AI learning time for machines slashed by 95 per cent using new shortcut
Computer scientists at Rice University, Texas, have adapted a well-established method in order to cut 95 per cent of computations required for deep learning, or even more for massive neural networks.
As tech giants such as Facebook, Google and Apple venture into building colossal deep learning networks as the brains for self-driving cars and other consumer products, they suffer from a fundamental limitation. Training neural network takes an enormous amount of time and energy as the networks sift through millions or billions of data points.
Deep learning is a computationally intense form of machine learning. Deep learning is based on artificial neurons – mathematical functions – which all start out the same and then adapt as they become trained on data sets and pick up patterns in the data. Multi-layered networks can learn to perform more complex tasks, such as speech recognition.
“Adding more neurons to a network layer increases its expressive power and there’s no upper limit to how big we want our networks to be,” said Professor Anshumali Shrivastava, who led the study. “Google is reportedly trying to train with 137 billion neurons.”
Computer scientists are limited by the amount of time it takes to train neural networks, as well as by consumption of energy, memory and computational cycles; the Rice University researchers focused on addressing these limitations by reducing the computational effort required for deep learning.

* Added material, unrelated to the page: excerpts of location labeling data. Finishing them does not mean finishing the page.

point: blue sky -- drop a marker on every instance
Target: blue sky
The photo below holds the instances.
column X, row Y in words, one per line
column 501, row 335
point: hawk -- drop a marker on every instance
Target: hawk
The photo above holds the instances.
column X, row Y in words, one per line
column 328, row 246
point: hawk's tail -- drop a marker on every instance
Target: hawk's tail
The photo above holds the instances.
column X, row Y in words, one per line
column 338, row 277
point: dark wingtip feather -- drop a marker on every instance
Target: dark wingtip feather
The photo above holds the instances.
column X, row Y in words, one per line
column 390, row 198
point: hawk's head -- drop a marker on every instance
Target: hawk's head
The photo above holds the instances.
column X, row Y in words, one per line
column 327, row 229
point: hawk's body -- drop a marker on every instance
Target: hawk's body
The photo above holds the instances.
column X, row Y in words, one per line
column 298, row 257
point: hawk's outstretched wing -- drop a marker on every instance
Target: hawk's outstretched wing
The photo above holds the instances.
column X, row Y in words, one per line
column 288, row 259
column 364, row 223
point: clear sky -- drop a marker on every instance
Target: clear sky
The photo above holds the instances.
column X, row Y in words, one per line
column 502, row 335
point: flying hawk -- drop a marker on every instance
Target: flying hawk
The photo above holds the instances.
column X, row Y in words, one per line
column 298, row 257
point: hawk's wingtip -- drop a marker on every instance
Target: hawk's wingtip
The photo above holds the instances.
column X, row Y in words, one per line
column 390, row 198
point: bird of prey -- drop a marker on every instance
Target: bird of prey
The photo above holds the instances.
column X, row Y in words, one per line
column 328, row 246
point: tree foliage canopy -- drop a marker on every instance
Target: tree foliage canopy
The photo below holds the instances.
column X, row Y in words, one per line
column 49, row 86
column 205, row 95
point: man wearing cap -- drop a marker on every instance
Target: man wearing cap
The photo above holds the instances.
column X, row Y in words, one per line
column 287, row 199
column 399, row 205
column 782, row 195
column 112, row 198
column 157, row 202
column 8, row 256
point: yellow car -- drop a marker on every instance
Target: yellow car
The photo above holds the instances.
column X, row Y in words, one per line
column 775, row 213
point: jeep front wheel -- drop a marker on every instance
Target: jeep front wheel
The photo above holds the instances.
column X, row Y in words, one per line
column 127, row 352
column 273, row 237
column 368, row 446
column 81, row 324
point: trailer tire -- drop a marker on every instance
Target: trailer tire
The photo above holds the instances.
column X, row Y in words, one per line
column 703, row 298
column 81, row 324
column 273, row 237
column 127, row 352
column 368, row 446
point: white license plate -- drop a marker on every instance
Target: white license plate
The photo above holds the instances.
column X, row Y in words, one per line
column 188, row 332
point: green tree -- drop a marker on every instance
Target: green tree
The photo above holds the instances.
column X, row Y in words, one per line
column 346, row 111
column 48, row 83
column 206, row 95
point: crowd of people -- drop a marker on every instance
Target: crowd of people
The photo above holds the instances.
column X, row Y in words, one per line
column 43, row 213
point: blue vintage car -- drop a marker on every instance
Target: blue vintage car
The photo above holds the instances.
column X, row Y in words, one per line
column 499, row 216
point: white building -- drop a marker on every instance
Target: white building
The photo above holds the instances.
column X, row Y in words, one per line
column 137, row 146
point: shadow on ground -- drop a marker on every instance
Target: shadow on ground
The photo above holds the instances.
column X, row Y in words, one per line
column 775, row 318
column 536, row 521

They decided to adapt a tried-and-tested technique for rapid data lookup in order to cut drastically the amount of computation required for deep learning. Hashing – an indexing method which uses smart hash functions to convert data into small numbers (hashes) in tables – can be adapted to reduce the number of operations required for deep learning.
“This applies to any deep-leaning architecture and the technique scales sublinearly, which means that the larger the deep neural network to which this is applied, the more the savings in computations there will be,” said Professor Shrivastava.
“In small-scale tests we found we could reduce computation by as much as 95 per cent and still be within one per cent of the accuracy obtained with standard approaches.”
According to Ryan Spring, a graduate student at Rice University, efficiency from hashing will be even larger on massive deep networks, because their technique involves exploiting “sparsity” in data; essentially a measure of how empty a data set is of meaningful points.
“So while we’ve shown a 95 per cent saving with 1,000 neurons, the mathematics suggests we can save more than 99 per cent with a billion neurons,” he said.